HPO cannot access logger.report_single_value metrics
ilouzl opened this issue · comments
Describe the bug
HPO will not include metrics generated by logger.report_single_value
when searching for the desired objective_metric
To reproduce
- Define a base task which logs it's result metric using
task.get_logger().report_single_value(some_value, 'accuracy')
- Define a HPO task that tries to optimize that metric:
...
task = Task.init(project_name="examples", task_name="HP optimizer", task_type=Task.TaskTypes.optimizer)
task.execute_remotely(queue_name="services")
an_optimizer = HyperParameterOptimizer(
base_task_id=...,
hyper_parameters=...
objective_metric_title="Summary",
objective_metric_series="accuracy",
)
...
The HP task will have an error of this form:
Traceback (most recent call last):
File "/home/miniconda3/envs/clearml/lib/python3.9/threading.py", line 980, in _bootstrap_inner
self.run()
File "/home/miniconda3/envs/clearml/lib/python3.9/threading.py", line 917, in run
self._target(*self._args, **self._kwargs)
File "/home/.clearml/venvs-builds.2.3/3.9/lib/python3.9/site-packages/clearml/automation/optimization.py", line 1997, in report_daemon
self.report_completed_status(completed_jobs, cur_completed_jobs, task_logger, title)

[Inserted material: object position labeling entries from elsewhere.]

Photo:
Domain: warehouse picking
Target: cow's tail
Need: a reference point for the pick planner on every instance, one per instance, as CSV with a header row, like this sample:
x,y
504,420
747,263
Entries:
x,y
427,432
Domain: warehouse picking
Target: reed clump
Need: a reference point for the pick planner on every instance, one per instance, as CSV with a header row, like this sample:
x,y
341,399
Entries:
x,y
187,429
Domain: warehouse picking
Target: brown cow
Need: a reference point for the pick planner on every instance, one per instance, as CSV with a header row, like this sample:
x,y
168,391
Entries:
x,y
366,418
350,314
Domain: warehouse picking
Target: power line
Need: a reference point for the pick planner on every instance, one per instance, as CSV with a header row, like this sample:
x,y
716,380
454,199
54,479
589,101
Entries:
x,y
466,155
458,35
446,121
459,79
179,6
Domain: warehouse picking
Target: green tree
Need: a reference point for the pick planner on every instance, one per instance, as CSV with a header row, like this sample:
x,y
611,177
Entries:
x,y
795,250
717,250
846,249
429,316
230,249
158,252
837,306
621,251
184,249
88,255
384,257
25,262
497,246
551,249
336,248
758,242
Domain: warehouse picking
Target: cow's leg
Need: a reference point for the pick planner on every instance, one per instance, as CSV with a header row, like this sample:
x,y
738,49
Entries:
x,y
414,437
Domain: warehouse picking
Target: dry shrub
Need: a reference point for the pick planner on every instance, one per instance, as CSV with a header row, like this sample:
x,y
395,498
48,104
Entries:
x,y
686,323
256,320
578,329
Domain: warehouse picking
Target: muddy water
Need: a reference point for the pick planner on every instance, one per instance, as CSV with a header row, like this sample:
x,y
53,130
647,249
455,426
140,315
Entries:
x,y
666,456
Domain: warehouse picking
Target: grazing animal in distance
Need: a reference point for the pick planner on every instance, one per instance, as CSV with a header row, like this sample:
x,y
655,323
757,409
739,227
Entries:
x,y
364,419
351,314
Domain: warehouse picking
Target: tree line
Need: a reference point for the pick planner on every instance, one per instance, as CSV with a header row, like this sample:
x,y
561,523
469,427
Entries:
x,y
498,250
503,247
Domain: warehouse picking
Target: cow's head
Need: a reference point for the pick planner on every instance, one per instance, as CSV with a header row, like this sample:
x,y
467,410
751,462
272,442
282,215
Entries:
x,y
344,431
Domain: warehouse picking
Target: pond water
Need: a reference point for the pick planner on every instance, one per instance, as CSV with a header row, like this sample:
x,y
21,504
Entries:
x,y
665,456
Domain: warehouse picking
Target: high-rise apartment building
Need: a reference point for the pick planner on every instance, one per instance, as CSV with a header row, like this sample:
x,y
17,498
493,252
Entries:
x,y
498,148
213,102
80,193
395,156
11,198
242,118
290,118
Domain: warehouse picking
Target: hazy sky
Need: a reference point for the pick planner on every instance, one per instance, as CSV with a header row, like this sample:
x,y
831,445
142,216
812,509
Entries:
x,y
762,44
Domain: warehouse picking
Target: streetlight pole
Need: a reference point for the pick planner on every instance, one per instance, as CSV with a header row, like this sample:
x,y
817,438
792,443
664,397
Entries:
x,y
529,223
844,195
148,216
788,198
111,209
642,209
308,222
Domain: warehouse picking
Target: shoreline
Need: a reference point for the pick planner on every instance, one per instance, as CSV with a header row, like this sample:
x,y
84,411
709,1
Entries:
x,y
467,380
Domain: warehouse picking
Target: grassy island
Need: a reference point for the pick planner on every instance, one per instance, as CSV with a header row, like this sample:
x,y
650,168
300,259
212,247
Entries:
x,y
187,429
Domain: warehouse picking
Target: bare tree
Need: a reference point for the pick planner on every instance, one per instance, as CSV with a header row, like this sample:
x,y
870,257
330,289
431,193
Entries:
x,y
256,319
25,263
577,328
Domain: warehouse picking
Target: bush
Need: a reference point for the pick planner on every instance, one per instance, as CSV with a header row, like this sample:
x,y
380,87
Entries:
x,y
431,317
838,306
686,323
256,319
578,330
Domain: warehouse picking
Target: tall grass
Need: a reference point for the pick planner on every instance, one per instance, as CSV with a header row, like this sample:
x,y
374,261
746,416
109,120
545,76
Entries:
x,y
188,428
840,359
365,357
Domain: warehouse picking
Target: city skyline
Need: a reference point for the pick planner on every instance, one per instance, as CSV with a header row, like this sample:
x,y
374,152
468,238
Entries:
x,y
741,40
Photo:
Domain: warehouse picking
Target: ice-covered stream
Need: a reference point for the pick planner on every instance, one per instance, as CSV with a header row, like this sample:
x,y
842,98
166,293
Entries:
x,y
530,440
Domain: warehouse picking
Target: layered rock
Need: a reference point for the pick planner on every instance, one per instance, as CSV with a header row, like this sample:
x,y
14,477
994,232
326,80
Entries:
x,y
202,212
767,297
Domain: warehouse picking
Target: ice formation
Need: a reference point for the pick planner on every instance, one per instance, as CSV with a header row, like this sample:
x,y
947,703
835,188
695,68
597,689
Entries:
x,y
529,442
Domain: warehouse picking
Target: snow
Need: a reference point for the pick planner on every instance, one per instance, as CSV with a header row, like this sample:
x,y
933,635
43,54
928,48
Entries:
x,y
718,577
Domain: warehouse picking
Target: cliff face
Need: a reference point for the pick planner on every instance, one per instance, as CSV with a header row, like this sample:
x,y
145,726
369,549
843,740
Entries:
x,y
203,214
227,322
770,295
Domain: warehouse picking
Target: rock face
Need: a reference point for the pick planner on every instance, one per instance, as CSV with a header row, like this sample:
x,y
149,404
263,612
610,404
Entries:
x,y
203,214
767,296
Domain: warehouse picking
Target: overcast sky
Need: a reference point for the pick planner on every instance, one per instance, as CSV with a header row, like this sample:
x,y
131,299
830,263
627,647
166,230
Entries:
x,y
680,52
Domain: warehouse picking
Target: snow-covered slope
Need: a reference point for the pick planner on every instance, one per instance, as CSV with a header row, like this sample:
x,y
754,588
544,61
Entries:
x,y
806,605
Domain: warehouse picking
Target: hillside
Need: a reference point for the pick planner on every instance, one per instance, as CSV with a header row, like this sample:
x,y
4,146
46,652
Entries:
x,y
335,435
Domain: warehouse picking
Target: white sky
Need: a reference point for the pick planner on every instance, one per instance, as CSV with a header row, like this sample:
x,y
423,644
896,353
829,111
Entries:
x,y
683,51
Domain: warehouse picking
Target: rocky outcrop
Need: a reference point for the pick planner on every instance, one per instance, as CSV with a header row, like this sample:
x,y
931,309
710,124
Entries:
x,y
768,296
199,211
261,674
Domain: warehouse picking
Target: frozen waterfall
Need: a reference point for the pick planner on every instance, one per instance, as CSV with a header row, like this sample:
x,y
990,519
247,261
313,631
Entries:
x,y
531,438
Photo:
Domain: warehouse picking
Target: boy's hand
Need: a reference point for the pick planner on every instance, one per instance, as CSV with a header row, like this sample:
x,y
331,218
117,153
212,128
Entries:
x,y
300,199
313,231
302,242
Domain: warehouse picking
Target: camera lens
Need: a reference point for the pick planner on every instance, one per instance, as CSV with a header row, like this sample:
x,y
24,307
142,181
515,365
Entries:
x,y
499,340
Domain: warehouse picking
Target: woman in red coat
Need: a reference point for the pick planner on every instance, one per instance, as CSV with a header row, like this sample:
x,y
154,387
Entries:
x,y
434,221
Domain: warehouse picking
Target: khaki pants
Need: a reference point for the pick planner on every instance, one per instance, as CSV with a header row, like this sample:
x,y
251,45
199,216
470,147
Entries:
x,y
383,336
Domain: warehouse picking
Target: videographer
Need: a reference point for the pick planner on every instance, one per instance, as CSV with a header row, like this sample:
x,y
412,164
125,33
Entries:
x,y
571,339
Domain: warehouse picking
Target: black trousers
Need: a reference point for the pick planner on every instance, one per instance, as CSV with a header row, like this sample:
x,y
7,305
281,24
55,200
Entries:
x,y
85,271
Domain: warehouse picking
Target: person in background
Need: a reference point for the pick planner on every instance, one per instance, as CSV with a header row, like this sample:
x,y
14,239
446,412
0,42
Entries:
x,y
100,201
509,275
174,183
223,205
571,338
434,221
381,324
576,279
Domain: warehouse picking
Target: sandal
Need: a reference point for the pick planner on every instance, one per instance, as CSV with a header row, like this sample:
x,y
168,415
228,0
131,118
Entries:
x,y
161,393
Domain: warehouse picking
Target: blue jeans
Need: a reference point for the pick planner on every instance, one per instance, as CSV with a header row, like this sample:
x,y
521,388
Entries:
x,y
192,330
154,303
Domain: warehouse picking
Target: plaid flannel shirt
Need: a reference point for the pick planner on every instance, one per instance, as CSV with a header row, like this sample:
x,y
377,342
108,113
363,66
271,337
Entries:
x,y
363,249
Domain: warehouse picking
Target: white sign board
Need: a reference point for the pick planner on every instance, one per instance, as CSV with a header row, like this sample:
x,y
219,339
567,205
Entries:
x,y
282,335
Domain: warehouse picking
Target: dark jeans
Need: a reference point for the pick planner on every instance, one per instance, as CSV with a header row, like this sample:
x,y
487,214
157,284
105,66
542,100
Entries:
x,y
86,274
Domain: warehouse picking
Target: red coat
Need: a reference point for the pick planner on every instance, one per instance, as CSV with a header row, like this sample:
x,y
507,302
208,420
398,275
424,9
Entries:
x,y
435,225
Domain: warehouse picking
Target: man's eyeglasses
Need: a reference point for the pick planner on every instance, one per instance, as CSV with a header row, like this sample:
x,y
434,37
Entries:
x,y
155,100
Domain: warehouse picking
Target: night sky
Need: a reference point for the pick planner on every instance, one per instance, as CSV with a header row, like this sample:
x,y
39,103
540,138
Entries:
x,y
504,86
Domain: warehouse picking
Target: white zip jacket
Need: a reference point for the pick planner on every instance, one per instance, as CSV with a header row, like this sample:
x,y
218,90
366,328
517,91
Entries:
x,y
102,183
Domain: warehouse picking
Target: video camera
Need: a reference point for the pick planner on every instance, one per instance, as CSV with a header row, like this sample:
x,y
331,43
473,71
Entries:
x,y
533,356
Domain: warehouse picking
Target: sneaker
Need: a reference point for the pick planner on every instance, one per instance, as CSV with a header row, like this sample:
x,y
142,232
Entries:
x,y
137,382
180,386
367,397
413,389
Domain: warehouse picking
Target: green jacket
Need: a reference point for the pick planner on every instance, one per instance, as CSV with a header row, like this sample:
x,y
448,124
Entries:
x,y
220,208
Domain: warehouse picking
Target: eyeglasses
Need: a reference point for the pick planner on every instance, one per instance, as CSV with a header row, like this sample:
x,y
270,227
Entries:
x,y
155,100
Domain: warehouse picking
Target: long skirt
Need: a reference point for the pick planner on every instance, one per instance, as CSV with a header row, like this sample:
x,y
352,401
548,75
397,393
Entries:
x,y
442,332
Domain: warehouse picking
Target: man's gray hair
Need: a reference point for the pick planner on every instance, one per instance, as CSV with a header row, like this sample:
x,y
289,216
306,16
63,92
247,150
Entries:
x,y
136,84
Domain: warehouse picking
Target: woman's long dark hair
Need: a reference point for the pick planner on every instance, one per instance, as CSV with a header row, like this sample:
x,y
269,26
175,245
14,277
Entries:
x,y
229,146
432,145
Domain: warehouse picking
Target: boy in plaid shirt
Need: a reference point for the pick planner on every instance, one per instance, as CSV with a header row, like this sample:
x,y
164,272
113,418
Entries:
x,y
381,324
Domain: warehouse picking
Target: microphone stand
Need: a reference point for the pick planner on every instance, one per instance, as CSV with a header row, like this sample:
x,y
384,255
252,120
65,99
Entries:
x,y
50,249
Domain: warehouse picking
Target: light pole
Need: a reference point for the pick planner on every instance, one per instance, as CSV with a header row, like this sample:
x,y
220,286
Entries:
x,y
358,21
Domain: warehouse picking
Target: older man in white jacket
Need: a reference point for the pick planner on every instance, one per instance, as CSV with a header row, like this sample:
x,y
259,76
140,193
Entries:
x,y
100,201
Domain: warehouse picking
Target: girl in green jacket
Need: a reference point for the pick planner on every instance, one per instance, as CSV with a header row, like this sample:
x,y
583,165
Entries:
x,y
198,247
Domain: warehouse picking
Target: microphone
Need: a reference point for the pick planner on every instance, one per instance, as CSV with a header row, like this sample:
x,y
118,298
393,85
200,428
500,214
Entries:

File "/home/.clearml/venvs-builds.2.3/3.9/lib/python3.9/site-packages/clearml/automation/optimization.py", line 2052, in report_completed_status
iteration = [it[0] if it else -1 for it in iteration_value]
TypeError: 'NoneType' object is not iterable
Expected behaviour
the metrics should be discovered and optimized as regular (i.e. tensorboard like) metrics.
Environment
- Server type - app.clear.ml
- ClearML SDK Version - clearml==1.14.4
- Python Version - 3.9.16
- Dockerized worker
Related Discussion
https://clearml.slack.com/archives/CTK20V944/p1709203560313889
Thanks for reporting @ilouzl.
We'll update when a fix is available.
Hey @ilouzl, you seem to have a small issue with the way you report the single value. As per documentation you first need to provide name of the single value, and then its value.
Could you please re-run your code with these changes and report whether the issue still persists? Because I wasn't able to reproduce the problem
Hi @AlexandruBurlacu, its just a typo in the issue description.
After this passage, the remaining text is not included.